Tim Zoet's Improved Pointiness shader adds several improvements over the one in Cycles.
The pointiness attribute in Cycles can be very useful for rendering worn edges and dirt maps. However, it is far from perfect. It offers little to no control over the thickness of edges, corners cause problems and, most importantly, if the size of any polygons in your model are different from each other or when they change, you can start over again with designing your materials. All of these problems are mainly caused by how Blender calculates pointiness: it simply interpolates values between vertices.
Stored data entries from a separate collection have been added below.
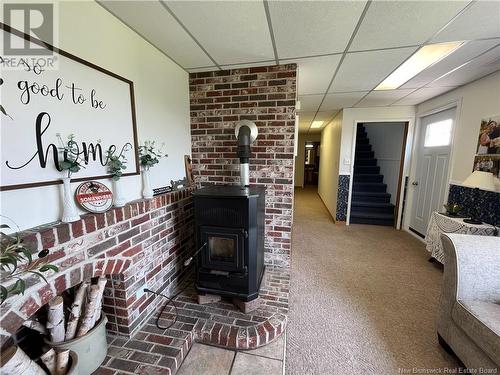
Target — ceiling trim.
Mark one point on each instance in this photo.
(353, 35)
(166, 7)
(271, 31)
(142, 36)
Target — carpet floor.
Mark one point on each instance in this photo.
(363, 298)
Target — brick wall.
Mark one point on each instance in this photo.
(139, 245)
(266, 96)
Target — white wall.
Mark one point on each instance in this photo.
(386, 139)
(477, 100)
(329, 164)
(161, 99)
(301, 154)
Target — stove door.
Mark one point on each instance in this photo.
(225, 249)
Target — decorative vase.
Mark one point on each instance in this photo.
(147, 192)
(70, 212)
(118, 199)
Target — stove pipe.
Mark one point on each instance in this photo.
(246, 132)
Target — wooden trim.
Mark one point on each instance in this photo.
(61, 52)
(401, 172)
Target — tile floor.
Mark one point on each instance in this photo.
(211, 360)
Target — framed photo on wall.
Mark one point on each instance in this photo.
(489, 136)
(43, 105)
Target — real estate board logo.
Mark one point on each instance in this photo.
(33, 19)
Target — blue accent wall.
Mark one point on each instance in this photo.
(488, 204)
(342, 197)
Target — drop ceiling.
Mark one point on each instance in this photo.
(343, 49)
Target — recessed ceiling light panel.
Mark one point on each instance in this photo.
(422, 59)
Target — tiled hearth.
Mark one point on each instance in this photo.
(158, 351)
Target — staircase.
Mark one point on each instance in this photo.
(370, 201)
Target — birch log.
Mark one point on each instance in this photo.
(55, 320)
(36, 326)
(16, 362)
(62, 362)
(101, 283)
(86, 323)
(76, 310)
(49, 360)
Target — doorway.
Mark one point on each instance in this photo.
(431, 179)
(378, 172)
(311, 163)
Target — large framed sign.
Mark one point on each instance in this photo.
(42, 106)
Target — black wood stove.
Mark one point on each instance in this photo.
(230, 231)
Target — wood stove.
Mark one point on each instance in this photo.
(230, 233)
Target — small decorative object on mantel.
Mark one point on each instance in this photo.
(179, 184)
(94, 197)
(149, 155)
(69, 165)
(116, 165)
(17, 261)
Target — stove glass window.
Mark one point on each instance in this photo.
(221, 248)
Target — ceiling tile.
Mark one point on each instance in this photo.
(341, 100)
(310, 103)
(231, 31)
(249, 65)
(365, 70)
(421, 95)
(157, 26)
(306, 28)
(383, 98)
(481, 20)
(403, 23)
(315, 73)
(465, 53)
(477, 68)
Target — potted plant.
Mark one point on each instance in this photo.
(116, 165)
(149, 156)
(69, 165)
(16, 261)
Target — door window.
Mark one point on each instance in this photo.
(438, 133)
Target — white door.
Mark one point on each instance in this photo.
(433, 156)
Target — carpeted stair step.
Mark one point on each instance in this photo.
(369, 177)
(370, 186)
(370, 161)
(371, 196)
(374, 207)
(372, 218)
(366, 169)
(364, 155)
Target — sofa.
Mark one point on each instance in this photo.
(469, 308)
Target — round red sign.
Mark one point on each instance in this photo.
(94, 196)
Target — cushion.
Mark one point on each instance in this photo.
(481, 322)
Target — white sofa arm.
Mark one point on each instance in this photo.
(477, 262)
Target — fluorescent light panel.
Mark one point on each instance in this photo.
(422, 59)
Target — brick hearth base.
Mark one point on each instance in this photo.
(156, 351)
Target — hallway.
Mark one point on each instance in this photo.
(371, 292)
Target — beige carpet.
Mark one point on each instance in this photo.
(363, 298)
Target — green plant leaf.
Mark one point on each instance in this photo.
(4, 293)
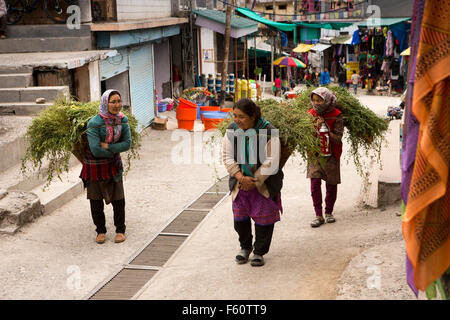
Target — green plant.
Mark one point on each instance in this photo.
(365, 130)
(59, 130)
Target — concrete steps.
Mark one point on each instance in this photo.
(26, 199)
(13, 70)
(49, 31)
(16, 80)
(46, 38)
(22, 108)
(30, 94)
(19, 45)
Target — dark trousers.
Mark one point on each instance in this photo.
(98, 216)
(316, 193)
(263, 236)
(3, 25)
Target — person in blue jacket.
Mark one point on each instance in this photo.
(325, 77)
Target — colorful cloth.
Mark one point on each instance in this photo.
(264, 211)
(113, 126)
(329, 100)
(100, 169)
(426, 220)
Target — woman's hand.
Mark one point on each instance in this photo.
(247, 183)
(319, 121)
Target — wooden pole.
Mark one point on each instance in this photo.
(256, 67)
(226, 53)
(246, 53)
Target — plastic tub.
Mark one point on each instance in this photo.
(186, 114)
(204, 109)
(212, 119)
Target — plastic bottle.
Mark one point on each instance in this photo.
(238, 90)
(244, 88)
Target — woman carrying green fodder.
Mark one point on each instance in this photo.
(108, 134)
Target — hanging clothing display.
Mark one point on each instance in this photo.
(425, 222)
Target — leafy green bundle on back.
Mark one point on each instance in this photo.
(60, 131)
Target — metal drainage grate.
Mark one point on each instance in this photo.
(126, 283)
(186, 222)
(159, 251)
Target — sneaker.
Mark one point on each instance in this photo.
(257, 261)
(329, 218)
(242, 256)
(317, 222)
(120, 237)
(101, 237)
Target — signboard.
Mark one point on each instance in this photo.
(350, 66)
(208, 55)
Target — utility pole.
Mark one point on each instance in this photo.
(226, 53)
(272, 48)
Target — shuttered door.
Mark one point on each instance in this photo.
(142, 84)
(114, 65)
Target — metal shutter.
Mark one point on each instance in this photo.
(142, 84)
(114, 65)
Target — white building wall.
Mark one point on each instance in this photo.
(207, 42)
(142, 9)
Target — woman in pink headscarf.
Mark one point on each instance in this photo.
(325, 112)
(108, 135)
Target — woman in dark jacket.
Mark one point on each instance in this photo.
(108, 134)
(324, 110)
(255, 179)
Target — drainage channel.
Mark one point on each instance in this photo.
(130, 279)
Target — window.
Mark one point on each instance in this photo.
(316, 6)
(350, 5)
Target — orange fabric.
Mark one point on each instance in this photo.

This OSL script does things in a completely different manner. It analyzes the geometry around a point that is being shaded. When rendering a point on a triangle, the script will calculate a short offset along the normal and then shoot random rays in a hemisphere around that offset point. Depending on whether it hits something, it will calculate the differences in angle (and will perform some more mathematical magic) between the normal of the point and the found hit point to determine whether it found a sharp edge, a corner or a flat face.
7 Comments
Am I correct in thinking that OSL shaders will not render on the GPU with Cycles?
If so, it's a shame, as this looks very useful.
I think it's not working with GPU unfortunately sorry.
Blender indeed does not support GPU rendering for OSL. You'll have to bake your textures before you can use them in Cycles.
I don't think there is any renderer available that has full GPU support for OSL, let alone an open source one. Recently, I found this (https://developer.blender.org/D1745) page, and it looks like it is still very far away. But maybe, somewhere in the not too distant future, there might be GPU support. We can only hope (and harass the Blender devs asking for GPU support :)).
I think it's not working with GPU unfortunately sorry.
This is how the default pointiness feature should work. Rendering on CPU is not fun.
Looks great. I tried using the Blender pointiness shader with some low poly animation but found I needed to add edge loops to bring out the edges which went against the point of using low-poly. Can't wait to give this a try.